Je ne ferai pas non plus de commentaire sur l'efficacité du contrôle du risque chez Amaranth, à part pour rappeler qu'un bon contrôle du risque ne veut pas dire que le risque est supprimé, mais qu'il est correctement mesuré, ce qui est très différent. Et une fois que le risque est évalué, encore faut-il le manager, c'est-à-dire prendre les décisions les meilleures possibles pour gérer ses positions.
Ce qui a retenu mon attention dans cette histoire, c'est que cela a été un non événement sur les marchés : pas de problème de contreparties, pas de remontée des volatilités, pas de hausse des credit spreads, et bien entendu pas de craintes systémiques. Quelle différence avec l'épisode LTCM de 1998, qui avait presque envoyé les marchés financiers au tapis ! Les appels de marge ont été payés, le débouclement des positions s'est fait dans un calme relatif, le hedge fund n'est semble-t-il même pas liquidé.
Peut-on en conclure que les marchés financiers sont mieux régulés, que le risk management est meilleur, que les innovations financières de ces dernières années impliquent une plus grande stabilité du système financiers ? On peut le croire. En fait, le faible niveau de volatilité observé sur la plupart des marchés ces dernières années, depuis le pic de 2002, reflète bien ce sentiment. Mais on peut aussi craindre que cette situation soit surtout due aux excellentes conditions économiques, et qu'un environnement plus difficile changerait la donne.
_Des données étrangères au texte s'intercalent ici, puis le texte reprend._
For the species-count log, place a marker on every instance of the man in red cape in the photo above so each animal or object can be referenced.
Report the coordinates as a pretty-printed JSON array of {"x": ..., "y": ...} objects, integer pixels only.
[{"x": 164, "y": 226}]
Finalement, un problème à ne pas négliger est que cette situation économique favorable conjuguée à l'appréhension d'un faible niveau général du risque sur les marchés entraine les intervenants à prendre plus de risques qu'il ne serait "raisonnable".
Le président de la Réserve Fédérale de New York, Timothy F. Geithner, a justement consacré à ce sujet son intervention à la réunion du FMI à Hong Kong le 15 septembre.